Uma parte muito grande das empresas belgas é familiar, muitas vezes na segunda ou terceira geração, muitas vezes técnica, e muitas vezes a chegar ao vídeo social dez anos depois de toda a gente. Quando finalmente se lançam, o atrito raramente é sobre orçamento.
É sobre duas pessoas do mesmo edifício que sinceramente não concordam sobre para que serve um vídeo, e nenhuma das duas está errada.
Duas gerações, duas ideias de vídeo
O que o fundador quer
Provas. A oficina, a máquina comprada nos anos oitenta e que ainda trabalha, o certificado na parede, os clientes que compram há trinta anos. O instinto dele é que a empresa ganha confiança mostrando o que construiu.
Carrega também um medo concreto: que um vídeo curto e descontraído faça uma casa séria parecer pouco séria diante dos compradores que contam.
O que a sucessão quer
Atenção.
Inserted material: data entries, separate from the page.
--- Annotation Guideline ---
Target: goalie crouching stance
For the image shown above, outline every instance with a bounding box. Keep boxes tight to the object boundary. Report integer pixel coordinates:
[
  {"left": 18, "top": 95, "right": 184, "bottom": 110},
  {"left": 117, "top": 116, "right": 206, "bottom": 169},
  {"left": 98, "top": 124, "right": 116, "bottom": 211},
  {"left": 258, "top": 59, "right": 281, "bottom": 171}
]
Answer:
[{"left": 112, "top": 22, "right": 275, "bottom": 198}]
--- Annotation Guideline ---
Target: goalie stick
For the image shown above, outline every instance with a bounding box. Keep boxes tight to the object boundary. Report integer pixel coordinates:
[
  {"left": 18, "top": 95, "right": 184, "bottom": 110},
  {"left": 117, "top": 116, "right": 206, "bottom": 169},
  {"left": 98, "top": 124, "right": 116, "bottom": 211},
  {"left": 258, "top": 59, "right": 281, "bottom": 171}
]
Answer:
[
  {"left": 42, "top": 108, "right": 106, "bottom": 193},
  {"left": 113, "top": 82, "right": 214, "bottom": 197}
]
Vê perfeitamente que ninguém vê um filme institucional, que o público está no telemóvel, e que um concorrente que publica clips mal iluminados obtém mais visibilidade do que a casa familiar com melhores produtos.
A frustração dela é que o fundador julga o conteúdo pela aparência digna e não pelo facto de alguém o ter visto.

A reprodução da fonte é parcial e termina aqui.